Im Werk des Malers und ehemaligen Professors der HBK Braunschweig, Lienhard von Monkiewitsch, zieht sich der Raum als Bildthema wie ein roter Faden durch das Werk. Zu Beginn seiner künstlerischen Laufbahn steht die Entscheidung, den leeren Raum als einzigen Gegenstand auf den Bildträger zu bannen, fest. Seine Boden- Leisten-Bilder zeigen eine täuschend echt wiedergegebene Fußbodenzone mit einer Leiste, die den Übergang zur Wand markiert. Der Verlauf des Fußbodens und der Wand evozieren Flure oder Räume, die nicht malerisch ausgeführt wurden, aber von der Vorstellungskraft des Betrachters definiert werden können und sollen. 1979 brachte das Stipendium in der Villa Massimo in Rom die künstlerische Neuorientierung. Das Raumthema wird mit monumentalen Cut-outs, die wie Architekturtorsi vor der Wand schweben, neu umgesetzt. Die Grundfläche jeder Arbeit liegt parallel zur realen Fußbodenleiste des Raumes und kann an der realen Wand seine illusionistische Kraft als eigenständiger Raum mit Wänden und Durchbrüchen entwickeln. Der Moment vom Täuschen und Enttäuschen ist im Konzept des Künstlers elementar und wird bewusst herbeigeführt. Die Farbe besteht aus einem Gemisch von Harz und Erde aus der Umgebung von Rom, so dass die Formen aus der Materialität eine reale Wahrhaftigkeit beziehen.

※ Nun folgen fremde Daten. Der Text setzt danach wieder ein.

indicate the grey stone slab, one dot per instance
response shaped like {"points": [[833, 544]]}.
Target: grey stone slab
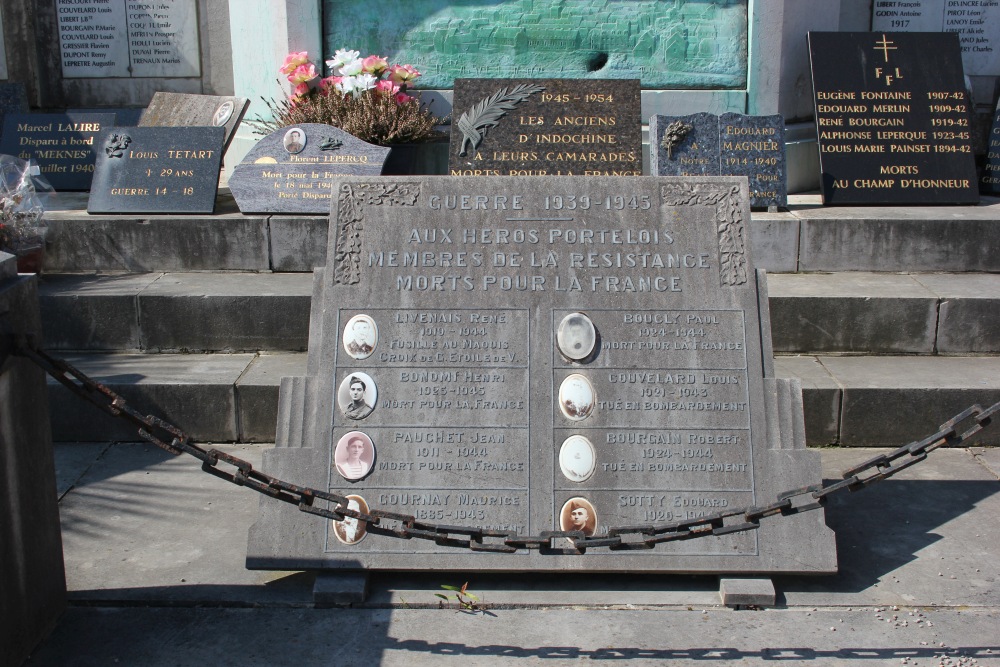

Lienhard von Monkiewitsch wandte sich 1983 der konstruktivistisch- konkreten Kunst zu, arbeitet seriell und verteilt vorgegebene Module nach einer festgelegten Regel auf der Bildfläche. Das Maß bestimmen auch die Fibonacci Zahlen, die Relationen von Flächen beschreiben können und in einer bestimmten Kombination ein Quadrat formulieren. So entsteht aus dem eigenen künstlerischen Prozess heraus das schwarze Quadrat, jene Ikone der Moderne, mit der der Suprematist Malewitsch in die Kunstgeschichte eingegangen ist. Monkiewitsch aber zerstört die Form und ihren Nimbus. Die Serie „Zwei Schnitte in das suprematistische Quadrat“ von 1985 zeigt eine Fülle von Bildformen und bringt das schwarze Quadrat, entmythisiert zur reinen Form in die eigene Kunst zurück. Durch die Materialität der Farbe bekommt die Form zur haptischen noch eine geistige Realität zugeführt. Das besonders satte, tiefe Schwarz, dass jedes Licht aufsaugt, entsteht durch die Beimischung von schwarzem Pigment in die noch feuchte Ölfarbe. Es entwickelt eine Tiefe, die dem Betrachter den kosmischen Blick in die Unendlichkeit eröffnet, der ihn wieder auf sich selbst zurückwirft und seinen eigenen, inneren Raum erfahrbar macht. Die Kunst von Lienhard von Monkiewitsch ist geprägt vom „Denken mit der Hand“ und verbindet geistige mit materiellen Qualitäten. Sie eröffnet Räume, deutet an und lässt Form und Materie zu Trägern eines geistigen wie auch existierenden Raumes werden.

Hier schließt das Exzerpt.